The US search engine, a unit of Alphabet Inc., is paying up to inject the hardware expertise into its own smart phones. About 2,000 research and development engineers, or half of HTC's R&D department, will transfer across to Google.
Google wants more control over the apps preinstalled on mobile phones that run its Android software, the most used operating system for smartphones globally.
More control for Google may alienate Huawei and Samsung, which distribute the Android software.
The HTC team will work on product development of consumer hardware at the US search engine.
Many of the HTC employees are already working with Google to develop the next version of its Pixel smartphone, Google and HTC said in a joint statement on Thursday.
Separately, Google will receive a non-exclusive license for HTC intellectual property (IP).
Acquiring the HTC team also shows Google is trying a different tack in hardware. It sold Motorola’s handset business to China’s Lenovo in 2014 for $2.9 billion.
Google paid $12.5 billion to acquire Motorola in 2011 – mainly for the latter’s huge portfolio of patents, to defend the Android operating system against legal challenges from its rivals. Google maintained ownership of the vast majority of Motorola’s patent portfolio and licensed patents to Lenovo, according to it announcement at the time.
Google and HTC have been developing smartphones together for around a decade.

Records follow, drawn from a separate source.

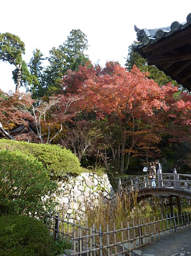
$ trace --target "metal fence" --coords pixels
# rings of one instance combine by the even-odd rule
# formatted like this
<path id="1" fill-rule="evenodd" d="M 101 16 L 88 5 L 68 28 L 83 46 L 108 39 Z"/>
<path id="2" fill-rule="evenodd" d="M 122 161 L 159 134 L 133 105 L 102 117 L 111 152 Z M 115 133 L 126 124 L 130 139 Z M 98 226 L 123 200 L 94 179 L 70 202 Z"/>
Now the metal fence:
<path id="1" fill-rule="evenodd" d="M 189 229 L 191 224 L 191 213 L 188 211 L 167 215 L 162 219 L 153 217 L 146 221 L 142 218 L 132 220 L 121 223 L 120 228 L 115 223 L 112 228 L 107 224 L 105 230 L 101 225 L 89 226 L 88 222 L 83 226 L 80 221 L 70 222 L 60 215 L 55 211 L 47 212 L 46 224 L 55 240 L 59 237 L 71 241 L 73 255 L 114 256 L 125 253 L 131 255 L 133 250 L 160 240 L 171 233 Z"/>

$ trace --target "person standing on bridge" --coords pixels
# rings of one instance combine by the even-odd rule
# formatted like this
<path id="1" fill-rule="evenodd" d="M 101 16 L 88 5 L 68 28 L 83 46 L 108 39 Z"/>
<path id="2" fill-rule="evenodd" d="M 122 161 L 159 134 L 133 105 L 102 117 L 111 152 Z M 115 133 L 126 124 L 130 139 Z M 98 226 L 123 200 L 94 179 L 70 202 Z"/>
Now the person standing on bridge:
<path id="1" fill-rule="evenodd" d="M 149 167 L 149 172 L 150 174 L 152 176 L 152 178 L 151 179 L 152 181 L 152 187 L 155 187 L 156 183 L 155 183 L 155 178 L 156 178 L 156 167 L 154 164 L 154 162 L 151 162 L 150 163 L 150 167 Z"/>
<path id="2" fill-rule="evenodd" d="M 160 186 L 163 186 L 163 182 L 161 181 L 162 179 L 162 174 L 161 174 L 162 173 L 162 165 L 159 163 L 159 160 L 155 160 L 155 167 L 156 167 L 157 174 L 158 174 L 158 179 L 159 180 L 158 185 L 159 186 L 159 187 L 160 187 Z"/>

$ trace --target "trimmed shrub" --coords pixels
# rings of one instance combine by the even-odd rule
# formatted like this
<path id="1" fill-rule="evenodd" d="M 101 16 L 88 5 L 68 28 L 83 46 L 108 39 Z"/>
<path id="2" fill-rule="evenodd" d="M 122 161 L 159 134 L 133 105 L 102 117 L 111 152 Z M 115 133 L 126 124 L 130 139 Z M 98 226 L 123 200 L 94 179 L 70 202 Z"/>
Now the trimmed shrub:
<path id="1" fill-rule="evenodd" d="M 35 144 L 24 141 L 0 140 L 0 149 L 20 150 L 33 155 L 49 171 L 51 179 L 63 179 L 82 172 L 79 159 L 70 150 L 56 145 Z"/>
<path id="2" fill-rule="evenodd" d="M 41 212 L 56 190 L 47 170 L 33 156 L 19 150 L 0 150 L 0 212 Z"/>
<path id="3" fill-rule="evenodd" d="M 22 215 L 0 216 L 0 255 L 53 255 L 53 239 L 45 224 Z"/>

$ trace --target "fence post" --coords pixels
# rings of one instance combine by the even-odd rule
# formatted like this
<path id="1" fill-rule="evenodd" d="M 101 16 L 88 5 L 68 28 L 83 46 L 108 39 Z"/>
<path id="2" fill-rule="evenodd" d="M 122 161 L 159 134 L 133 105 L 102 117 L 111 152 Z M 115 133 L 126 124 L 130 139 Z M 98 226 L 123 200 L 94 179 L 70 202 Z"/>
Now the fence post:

Google will continue to have access to HTC’s IP to support the Pixel smartphone.
The worldwide mobile phone market will reach a total of 1,981.2 million unit shipments in 2017, up slightly 0.4% from the 1,972.6 million units shipped in 2016, according to market data provider International Data Corporation.
HTC had 10,929 employees at the end of 2016, far more than Sony Mobile, which only had about 4,000 employees. HTC reported a net loss of NT$1.95 billion in the second fiscal quarter. Sales were NT$16.1 billion, down 14% year-on-year.
HTC's smartphone business is far from breakeven. Personnel expenses account for around half of HTC's operating expenditure.
“There is no reason why HTC cannot cut half of its employees and remain fully functional,” said David Dai, an analyst at Bernstein in a report to investors on September 8.
Notably, Sony Mobile cut its headcount from 7,100 to 4,000 and turned the business in the black.
HTC expects a 30% to 40% fall in operating expenses after this transaction goes through.
Google and HTC expect the deal, which is subject to regulatory approval, to close by early 2018.